On 30/06/18 03:03, Tomas Vondra wrote:
> On 06/29/2018 04:51 PM, Teodor Sigaev wrote:
>>
>>>> I tried to attack the cost_sort() issues and hope on that basis we
>>>> can solve problems with 0002 patch and improve incremental sort patch.
>>>>
>>>
>>> OK, will do. Thanks for working on this!
>>
>> I hope, now we have a better cost_sort(). The obvious way is a try
>> all combination of pathkeys in get_cheapest_group_keys_order() and
>> choose cheapest one by cost_sort().
>
>> But it requires N! operations and potentially could be very
>> expensive in case of large number of pathkeys and doesn't solve the
>> issue with user-knows-what-he-does pathkeys.
>
> Not sure. There are N! combinations, but this seems like a good
> candidate for backtracking [1]. You don't have to enumerate and
> evaluate all N! combinations, just construct one and then abandon
> whole classes of combinations as soon as they get more expensive than
> the currently best one. That's thanks to additive nature of the
> comparison costing, because appending a column to the sort key can
> only make it more expensive.
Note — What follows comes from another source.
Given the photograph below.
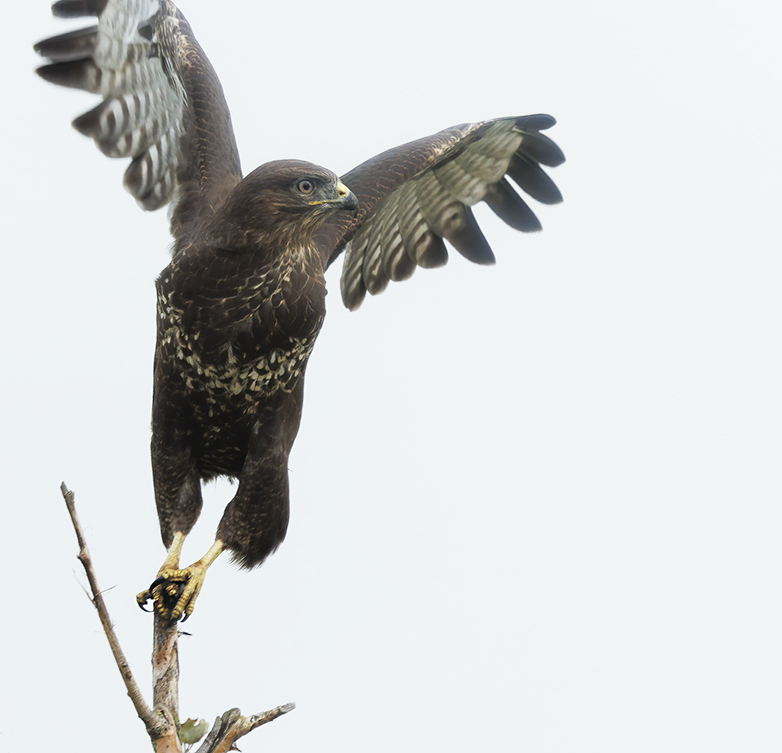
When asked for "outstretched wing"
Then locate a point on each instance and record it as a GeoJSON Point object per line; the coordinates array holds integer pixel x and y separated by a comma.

My guess is this will make this a non-issue.
>
> [1] https://en.wikipedia.org/wiki/Backtracking
>
>>
>> We could suggest an order of pathkeys as patch suggests now and if
>> cost_sort() estimates cost is less than 80% (arbitrary chosen) cost
>> of user-suggested pathkeys then it use our else user pathkeys.
>>
>
> I really despise such arbitrary thresholds. I'd much rather use a more
> reliable heuristics by default, even if it gets it wrong in some cases
> (which it will, but that's natural).
>
> regards
>
Additionally put an upper limit threshold on the number of combinations
to check, fairly large by default?
If first threshold is exceeded, could consider checking out a few more
selected at random from paths not yet checked, to avoid any bias caused
by stopping a systematic search. This might prove important when N! is
fairly large.
Cheers,
Gavin